The look on her face—part guilt, part sympathy—told me those reasons were no mystery to her.
“Your parents,” she said quietly. “It wasn’t just an accident, was it?”
An aching lump formed in my throat. I shook my head, fighting back unexpectedly abrupt tears.
Damn drugs. Or maybe it was Elise. Somehow, having her ask about them felt completely different than if it had been Carlisle or Franco or anyone else. Beneath her caring gaze, I felt open and vulnerable and—
Elise closed me in another hug, more carefully this time.
“I’m so sorry, Haldin,” she whispered.
I didn’t know what to say—didn’t have to say anything, I realized. She knew enough. She’d lost her own mother to the raknoth, after all. Only she probably didn’t even know that.

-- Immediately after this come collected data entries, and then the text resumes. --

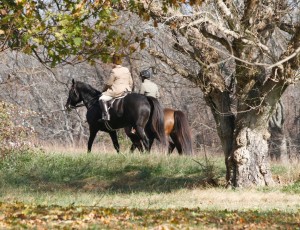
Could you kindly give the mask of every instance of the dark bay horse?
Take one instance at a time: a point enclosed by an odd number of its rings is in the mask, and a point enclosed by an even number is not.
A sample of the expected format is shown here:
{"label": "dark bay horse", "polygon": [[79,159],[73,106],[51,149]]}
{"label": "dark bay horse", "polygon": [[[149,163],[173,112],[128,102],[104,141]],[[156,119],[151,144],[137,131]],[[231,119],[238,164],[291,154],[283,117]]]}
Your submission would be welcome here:
{"label": "dark bay horse", "polygon": [[[181,110],[164,109],[164,130],[166,137],[170,137],[169,153],[176,148],[180,155],[183,153],[193,154],[191,129],[186,115]],[[128,127],[125,128],[125,132],[133,143],[130,150],[134,151],[135,148],[138,148],[141,151],[142,144],[137,136],[131,134]],[[151,130],[146,127],[146,133],[148,132],[151,133]]]}
{"label": "dark bay horse", "polygon": [[147,124],[153,131],[153,135],[165,143],[163,109],[158,100],[137,93],[128,93],[125,97],[116,99],[112,103],[109,109],[111,117],[109,121],[99,121],[102,114],[99,106],[101,94],[89,84],[72,80],[66,108],[74,108],[80,102],[83,102],[87,108],[86,118],[90,129],[88,152],[91,151],[99,130],[110,135],[115,149],[119,152],[120,146],[116,130],[124,127],[133,127],[136,130],[137,140],[147,151],[150,151],[149,138],[145,133]]}
{"label": "dark bay horse", "polygon": [[164,109],[165,134],[171,138],[169,153],[174,148],[179,154],[193,154],[193,142],[190,125],[186,115],[181,110]]}

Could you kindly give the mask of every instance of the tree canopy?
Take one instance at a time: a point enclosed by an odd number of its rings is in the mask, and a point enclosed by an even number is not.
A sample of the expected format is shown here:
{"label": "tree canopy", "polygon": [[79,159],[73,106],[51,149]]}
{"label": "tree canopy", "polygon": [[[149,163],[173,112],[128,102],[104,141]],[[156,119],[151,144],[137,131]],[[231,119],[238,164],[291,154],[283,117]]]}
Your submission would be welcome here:
{"label": "tree canopy", "polygon": [[[179,2],[163,1],[162,10]],[[4,0],[0,3],[0,52],[12,49],[34,54],[51,66],[110,61],[112,53],[124,55],[120,51],[124,47],[128,52],[136,50],[116,29],[121,12],[129,11],[150,19],[140,1]],[[143,40],[135,42],[144,47]]]}
{"label": "tree canopy", "polygon": [[108,61],[111,53],[128,45],[112,27],[119,8],[120,1],[4,0],[0,51],[10,48],[34,54],[51,66]]}

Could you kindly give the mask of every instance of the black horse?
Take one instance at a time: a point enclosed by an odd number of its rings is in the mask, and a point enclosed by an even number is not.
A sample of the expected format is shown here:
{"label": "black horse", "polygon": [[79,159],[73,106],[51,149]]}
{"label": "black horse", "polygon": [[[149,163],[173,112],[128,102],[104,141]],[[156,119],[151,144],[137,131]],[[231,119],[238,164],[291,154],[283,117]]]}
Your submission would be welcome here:
{"label": "black horse", "polygon": [[[124,127],[133,128],[132,130],[143,143],[146,151],[150,151],[154,138],[165,143],[164,112],[158,100],[137,93],[128,93],[123,98],[116,99],[111,103],[110,120],[102,121],[100,120],[102,111],[99,106],[101,94],[89,84],[72,80],[66,108],[76,108],[80,102],[83,102],[87,108],[86,118],[90,129],[88,152],[91,151],[99,130],[110,135],[115,149],[119,152],[120,146],[116,130]],[[151,132],[148,133],[150,137],[145,133],[147,125],[151,126]]]}

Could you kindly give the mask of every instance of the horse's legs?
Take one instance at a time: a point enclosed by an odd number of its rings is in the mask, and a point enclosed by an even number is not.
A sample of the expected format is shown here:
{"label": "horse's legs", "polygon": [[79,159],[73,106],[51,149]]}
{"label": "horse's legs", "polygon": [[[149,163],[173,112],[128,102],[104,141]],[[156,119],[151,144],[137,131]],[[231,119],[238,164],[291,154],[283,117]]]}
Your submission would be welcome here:
{"label": "horse's legs", "polygon": [[116,131],[110,131],[109,136],[110,136],[110,138],[113,142],[113,145],[114,145],[115,149],[119,153],[120,152],[120,145],[119,145],[119,142],[118,142],[117,132]]}
{"label": "horse's legs", "polygon": [[144,147],[141,141],[135,142],[131,145],[130,151],[133,152],[136,148],[142,153],[144,152]]}
{"label": "horse's legs", "polygon": [[150,151],[149,139],[148,139],[148,137],[145,133],[144,128],[141,127],[141,126],[137,126],[136,127],[136,134],[141,138],[146,151],[149,152]]}
{"label": "horse's legs", "polygon": [[151,131],[151,129],[150,129],[150,131],[147,130],[147,127],[146,127],[146,136],[149,139],[149,151],[150,151],[151,147],[152,147],[152,145],[154,143],[154,140],[155,139],[159,140],[159,139],[157,138],[156,134]]}
{"label": "horse's legs", "polygon": [[169,154],[173,152],[175,147],[176,147],[175,144],[172,141],[169,141]]}
{"label": "horse's legs", "polygon": [[171,134],[170,137],[173,140],[173,143],[174,143],[179,155],[181,155],[182,154],[182,146],[181,146],[181,143],[179,141],[179,138],[177,137],[176,134]]}
{"label": "horse's legs", "polygon": [[131,129],[132,127],[124,128],[126,135],[129,137],[129,139],[132,142],[130,147],[130,152],[133,152],[136,148],[138,148],[140,152],[144,152],[143,144],[141,143],[140,137],[135,133],[131,133]]}
{"label": "horse's legs", "polygon": [[130,147],[130,152],[133,153],[133,151],[136,149],[136,146],[135,144],[131,144],[131,147]]}
{"label": "horse's legs", "polygon": [[153,142],[154,142],[154,138],[149,138],[149,151],[151,150]]}
{"label": "horse's legs", "polygon": [[91,152],[91,150],[92,150],[92,145],[95,140],[97,132],[98,132],[98,130],[90,128],[90,137],[89,137],[89,141],[88,141],[88,153]]}

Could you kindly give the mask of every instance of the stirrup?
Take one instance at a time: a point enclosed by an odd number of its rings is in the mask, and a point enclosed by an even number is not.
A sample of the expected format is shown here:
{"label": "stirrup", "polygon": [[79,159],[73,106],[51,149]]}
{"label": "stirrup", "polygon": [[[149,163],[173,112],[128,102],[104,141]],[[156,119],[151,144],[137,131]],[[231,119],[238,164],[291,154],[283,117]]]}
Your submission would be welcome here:
{"label": "stirrup", "polygon": [[100,119],[98,119],[98,122],[104,122],[104,121],[109,121],[110,120],[110,115],[109,114],[103,114]]}
{"label": "stirrup", "polygon": [[110,115],[108,113],[103,113],[102,114],[102,120],[109,121],[110,120]]}

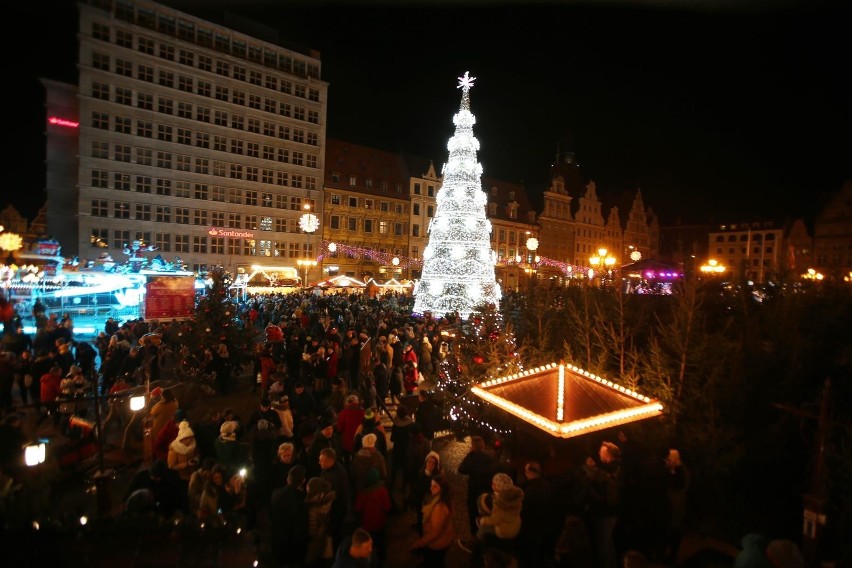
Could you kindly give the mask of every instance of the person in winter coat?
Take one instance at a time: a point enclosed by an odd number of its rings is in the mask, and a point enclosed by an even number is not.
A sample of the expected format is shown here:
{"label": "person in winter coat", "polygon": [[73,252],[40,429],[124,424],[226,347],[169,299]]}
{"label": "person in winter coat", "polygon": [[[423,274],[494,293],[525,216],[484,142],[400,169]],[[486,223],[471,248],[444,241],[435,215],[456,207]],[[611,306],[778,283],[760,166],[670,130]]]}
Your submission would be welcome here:
{"label": "person in winter coat", "polygon": [[376,554],[376,566],[384,565],[387,556],[385,532],[391,499],[388,488],[382,482],[379,470],[367,472],[364,487],[355,494],[355,511],[361,516],[361,528],[370,533]]}
{"label": "person in winter coat", "polygon": [[496,474],[491,481],[491,487],[493,494],[486,493],[479,497],[481,514],[477,522],[479,530],[476,538],[484,541],[488,535],[494,535],[503,540],[513,539],[521,531],[524,491],[505,473]]}
{"label": "person in winter coat", "polygon": [[287,473],[286,485],[272,492],[269,520],[272,556],[279,566],[301,566],[308,542],[308,505],[305,502],[305,468],[294,465]]}
{"label": "person in winter coat", "polygon": [[305,503],[308,506],[308,539],[305,553],[305,566],[322,566],[323,561],[334,555],[334,543],[331,538],[331,504],[335,493],[331,485],[321,477],[312,477],[308,481],[308,494]]}
{"label": "person in winter coat", "polygon": [[[277,326],[276,326],[277,327]],[[275,357],[272,354],[272,345],[266,344],[260,352],[260,394],[266,396],[269,394],[269,386],[272,382],[272,373],[275,372]],[[252,385],[254,392],[257,383]]]}
{"label": "person in winter coat", "polygon": [[410,489],[410,483],[405,475],[405,468],[408,460],[408,447],[411,440],[414,420],[411,418],[411,412],[407,406],[400,406],[396,409],[396,416],[393,417],[393,428],[391,429],[391,463],[390,472],[388,474],[388,487],[391,490],[396,488],[396,479],[402,475],[402,494],[405,495]]}
{"label": "person in winter coat", "polygon": [[195,432],[184,420],[178,424],[178,433],[174,441],[169,444],[168,461],[169,469],[178,472],[178,475],[189,488],[189,478],[198,467],[198,448],[195,446]]}
{"label": "person in winter coat", "polygon": [[434,373],[435,367],[432,364],[432,344],[429,342],[429,336],[424,334],[421,341],[420,358],[417,360],[417,369],[425,377],[429,377]]}
{"label": "person in winter coat", "polygon": [[169,420],[174,420],[175,414],[178,411],[178,401],[175,398],[174,393],[171,390],[164,389],[154,389],[151,391],[151,396],[155,396],[155,394],[159,394],[160,400],[151,407],[151,413],[149,417],[151,418],[151,436],[152,440],[157,439],[157,435],[160,433],[160,430],[163,429],[163,426],[166,425],[166,422]]}
{"label": "person in winter coat", "polygon": [[337,432],[340,434],[340,449],[344,464],[349,464],[355,445],[355,433],[364,421],[364,407],[358,400],[358,395],[350,394],[346,397],[346,406],[337,415]]}
{"label": "person in winter coat", "polygon": [[219,427],[219,436],[213,442],[213,448],[216,452],[216,462],[230,470],[235,470],[239,465],[244,463],[243,450],[237,439],[237,428],[239,424],[236,420],[226,420]]}
{"label": "person in winter coat", "polygon": [[423,460],[423,466],[417,472],[417,478],[411,485],[410,505],[417,512],[417,526],[422,526],[423,502],[431,495],[432,480],[443,475],[441,455],[430,451]]}
{"label": "person in winter coat", "polygon": [[182,412],[178,410],[175,413],[174,419],[169,420],[162,428],[160,428],[160,433],[157,434],[156,438],[154,438],[154,459],[163,460],[165,462],[169,460],[169,446],[175,441],[175,438],[177,438],[178,428],[182,421]]}
{"label": "person in winter coat", "polygon": [[352,475],[352,488],[360,491],[367,485],[367,474],[375,469],[382,480],[387,478],[385,458],[376,449],[376,435],[367,434],[361,439],[361,449],[352,457],[349,471]]}
{"label": "person in winter coat", "polygon": [[456,539],[450,484],[443,475],[432,479],[422,512],[422,536],[414,541],[411,550],[422,552],[423,568],[443,567],[447,549]]}

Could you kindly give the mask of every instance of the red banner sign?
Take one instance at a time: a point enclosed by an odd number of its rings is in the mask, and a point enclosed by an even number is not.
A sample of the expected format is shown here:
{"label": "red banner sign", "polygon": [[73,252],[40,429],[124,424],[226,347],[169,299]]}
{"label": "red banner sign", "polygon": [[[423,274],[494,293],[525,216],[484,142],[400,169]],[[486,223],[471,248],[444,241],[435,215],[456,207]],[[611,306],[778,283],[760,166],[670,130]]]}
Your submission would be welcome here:
{"label": "red banner sign", "polygon": [[195,278],[151,276],[145,284],[145,319],[183,319],[195,313]]}

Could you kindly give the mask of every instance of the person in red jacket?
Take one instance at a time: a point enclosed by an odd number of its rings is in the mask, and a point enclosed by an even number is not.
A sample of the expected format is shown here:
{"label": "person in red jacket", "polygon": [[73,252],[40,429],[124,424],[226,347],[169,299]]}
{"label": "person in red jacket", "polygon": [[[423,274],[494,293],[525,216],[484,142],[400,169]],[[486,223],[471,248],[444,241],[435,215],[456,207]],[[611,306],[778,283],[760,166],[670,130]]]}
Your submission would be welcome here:
{"label": "person in red jacket", "polygon": [[[260,352],[260,396],[269,394],[272,384],[272,373],[275,372],[275,357],[272,354],[272,345],[266,344]],[[254,390],[252,389],[252,392]]]}
{"label": "person in red jacket", "polygon": [[62,367],[54,365],[50,371],[39,378],[39,399],[41,407],[45,410],[40,420],[48,415],[53,416],[53,426],[59,426],[59,395],[62,394]]}
{"label": "person in red jacket", "polygon": [[390,493],[375,468],[367,472],[366,485],[355,494],[355,510],[361,516],[361,528],[370,533],[376,551],[376,566],[384,566],[387,557],[388,513],[391,510]]}
{"label": "person in red jacket", "polygon": [[337,432],[340,434],[340,449],[343,450],[343,463],[348,466],[355,447],[355,434],[364,421],[364,407],[357,395],[346,397],[346,405],[337,415]]}

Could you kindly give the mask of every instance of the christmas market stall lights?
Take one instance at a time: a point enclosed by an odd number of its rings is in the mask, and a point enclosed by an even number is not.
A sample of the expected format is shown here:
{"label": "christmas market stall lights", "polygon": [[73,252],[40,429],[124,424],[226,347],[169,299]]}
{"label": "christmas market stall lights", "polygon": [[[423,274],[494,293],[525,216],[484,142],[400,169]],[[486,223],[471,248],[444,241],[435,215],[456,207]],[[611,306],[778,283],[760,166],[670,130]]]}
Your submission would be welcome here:
{"label": "christmas market stall lights", "polygon": [[550,363],[479,383],[471,392],[559,438],[659,416],[663,405],[574,365]]}

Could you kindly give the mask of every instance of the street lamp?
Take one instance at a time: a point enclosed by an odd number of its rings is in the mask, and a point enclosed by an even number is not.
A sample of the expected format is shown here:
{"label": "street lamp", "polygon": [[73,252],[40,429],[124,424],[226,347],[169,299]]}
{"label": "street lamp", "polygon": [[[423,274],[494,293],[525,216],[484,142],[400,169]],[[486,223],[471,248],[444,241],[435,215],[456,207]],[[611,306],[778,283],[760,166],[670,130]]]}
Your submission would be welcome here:
{"label": "street lamp", "polygon": [[[604,271],[608,275],[612,270],[613,265],[615,264],[615,257],[609,254],[609,251],[606,250],[605,247],[601,247],[598,249],[597,255],[592,255],[589,257],[589,266],[591,266],[594,270],[601,270],[601,284],[604,283]],[[589,278],[594,276],[593,271],[589,271]]]}
{"label": "street lamp", "polygon": [[725,265],[719,264],[719,261],[715,258],[711,258],[707,261],[707,264],[702,264],[699,270],[701,270],[701,272],[707,274],[708,276],[712,276],[714,274],[724,273],[727,268],[725,267]]}
{"label": "street lamp", "polygon": [[538,262],[541,258],[535,253],[538,250],[538,239],[535,237],[530,237],[527,239],[527,250],[532,253],[531,257],[528,259],[530,261],[530,288],[532,288],[533,283],[535,282],[536,272],[538,272]]}
{"label": "street lamp", "polygon": [[313,266],[316,266],[317,261],[300,258],[299,260],[296,261],[296,264],[298,264],[302,268],[303,273],[304,273],[304,278],[302,279],[302,288],[307,288],[308,287],[308,269],[313,267]]}

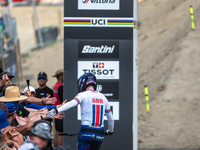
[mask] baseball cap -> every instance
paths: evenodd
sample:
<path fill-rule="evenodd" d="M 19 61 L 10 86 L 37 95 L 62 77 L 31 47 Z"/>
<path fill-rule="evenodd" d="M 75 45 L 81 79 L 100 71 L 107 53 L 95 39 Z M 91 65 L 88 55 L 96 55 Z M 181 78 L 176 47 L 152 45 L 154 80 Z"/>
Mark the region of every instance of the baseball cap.
<path fill-rule="evenodd" d="M 10 72 L 8 72 L 8 71 L 5 71 L 5 72 L 3 72 L 3 74 L 2 73 L 0 73 L 0 78 L 2 78 L 2 75 L 4 75 L 4 74 L 7 74 L 7 76 L 8 76 L 8 78 L 14 78 L 15 76 L 13 76 L 13 75 L 11 75 L 11 73 Z"/>
<path fill-rule="evenodd" d="M 18 109 L 18 104 L 15 102 L 8 102 L 6 106 L 8 107 L 9 115 L 15 113 Z"/>
<path fill-rule="evenodd" d="M 5 128 L 9 125 L 9 121 L 6 118 L 6 113 L 0 109 L 0 129 Z"/>
<path fill-rule="evenodd" d="M 45 72 L 39 72 L 38 78 L 40 77 L 47 78 L 47 74 Z"/>
<path fill-rule="evenodd" d="M 29 86 L 29 89 L 30 89 L 30 92 L 36 93 L 34 87 Z M 28 90 L 28 86 L 24 89 L 23 93 L 26 93 L 27 90 Z"/>
<path fill-rule="evenodd" d="M 33 124 L 30 134 L 36 135 L 44 139 L 53 140 L 51 136 L 52 126 L 49 122 L 40 120 Z"/>

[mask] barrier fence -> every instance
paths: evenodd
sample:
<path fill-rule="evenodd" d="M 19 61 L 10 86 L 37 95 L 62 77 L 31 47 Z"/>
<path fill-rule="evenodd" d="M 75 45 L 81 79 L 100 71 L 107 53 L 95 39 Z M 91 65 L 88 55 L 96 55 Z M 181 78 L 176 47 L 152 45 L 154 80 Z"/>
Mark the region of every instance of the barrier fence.
<path fill-rule="evenodd" d="M 11 18 L 9 21 L 11 22 L 9 26 L 0 33 L 1 67 L 4 71 L 9 71 L 15 76 L 12 83 L 20 86 L 22 66 L 16 20 Z"/>
<path fill-rule="evenodd" d="M 27 9 L 30 10 L 30 7 Z M 12 17 L 13 8 L 9 6 L 1 11 L 0 65 L 15 76 L 12 83 L 19 86 L 23 78 L 21 54 L 63 39 L 62 9 L 37 13 L 35 5 L 31 8 L 34 10 L 32 13 L 13 14 L 15 17 Z"/>

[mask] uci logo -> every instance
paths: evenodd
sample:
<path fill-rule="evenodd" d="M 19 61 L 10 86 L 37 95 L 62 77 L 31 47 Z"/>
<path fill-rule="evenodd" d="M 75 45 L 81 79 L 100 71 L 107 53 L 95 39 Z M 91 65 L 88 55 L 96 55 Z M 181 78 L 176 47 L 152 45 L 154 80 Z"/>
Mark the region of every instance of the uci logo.
<path fill-rule="evenodd" d="M 106 25 L 106 19 L 92 19 L 92 25 Z"/>
<path fill-rule="evenodd" d="M 82 2 L 83 2 L 84 4 L 87 4 L 87 3 L 89 2 L 89 0 L 82 0 Z"/>

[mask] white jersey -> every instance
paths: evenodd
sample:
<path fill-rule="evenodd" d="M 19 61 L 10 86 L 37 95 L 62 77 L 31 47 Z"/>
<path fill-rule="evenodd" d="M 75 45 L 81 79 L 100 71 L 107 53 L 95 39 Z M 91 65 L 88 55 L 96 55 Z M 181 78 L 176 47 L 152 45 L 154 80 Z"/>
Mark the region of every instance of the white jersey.
<path fill-rule="evenodd" d="M 108 118 L 108 128 L 114 131 L 114 119 L 107 98 L 97 91 L 84 91 L 75 96 L 73 100 L 58 108 L 58 112 L 68 110 L 80 104 L 81 124 L 94 127 L 104 127 L 104 115 Z"/>

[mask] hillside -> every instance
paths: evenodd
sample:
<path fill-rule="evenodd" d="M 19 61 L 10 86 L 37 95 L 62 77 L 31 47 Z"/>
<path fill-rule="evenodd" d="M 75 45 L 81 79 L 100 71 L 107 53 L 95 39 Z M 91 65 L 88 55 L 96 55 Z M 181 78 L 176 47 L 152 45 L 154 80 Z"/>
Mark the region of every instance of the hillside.
<path fill-rule="evenodd" d="M 189 6 L 194 8 L 191 30 Z M 139 120 L 141 149 L 200 149 L 200 5 L 196 0 L 139 4 Z M 144 85 L 150 113 L 145 112 Z"/>
<path fill-rule="evenodd" d="M 190 26 L 190 5 L 195 31 Z M 200 1 L 144 0 L 138 18 L 138 147 L 200 149 Z M 63 67 L 63 42 L 33 51 L 24 64 L 29 64 L 25 73 L 34 73 L 33 86 L 37 87 L 40 70 L 47 72 L 48 85 L 53 85 L 51 75 Z M 150 113 L 144 85 L 149 87 Z"/>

It wasn’t fair. But all I could do was hug her back tightly.
She rested her cheek against the top of my head, and, for a long while, we stayed like that, and I felt warm and safe and cared for.
Tears weren’t far away when the door opened and Carlisle slipped into the room.
Elise and I quickly broke apart, but Carlisle paid little mind to our intimate moment. He just looked relieved to see me awake.
“How are you feeling?”
He took in the extensive discoloration of my torso, which probably gave him all the answer he needed.
I forced a smile. “Kind of like I was the one to fall off the building. But other than that, not so bad.”
“Someone fell off a building?” Elise asked.
Carlisle hesitated, glancing between us. “Yes. But I’m sure your father wouldn’t appreciate us regaling you with the story.”
Elise flashed him a charmingly conspiratorial smile. “Aww, come on. We’re all friends here, right?”
Carlisle’s lips twitched, but he wasn’t to be convinced. “I’m sorry, Elise, but could I talk to Haldin alone for a few minutes?”
She rolled her eyes, not bothering to hide her irritation. “You know what? I was on my way to go train anyway. So go ahead. Have fun talking about all the secrets poor, helpless Elise mustn’t know. Please, don’t let me get in the way here in my own house or anything.”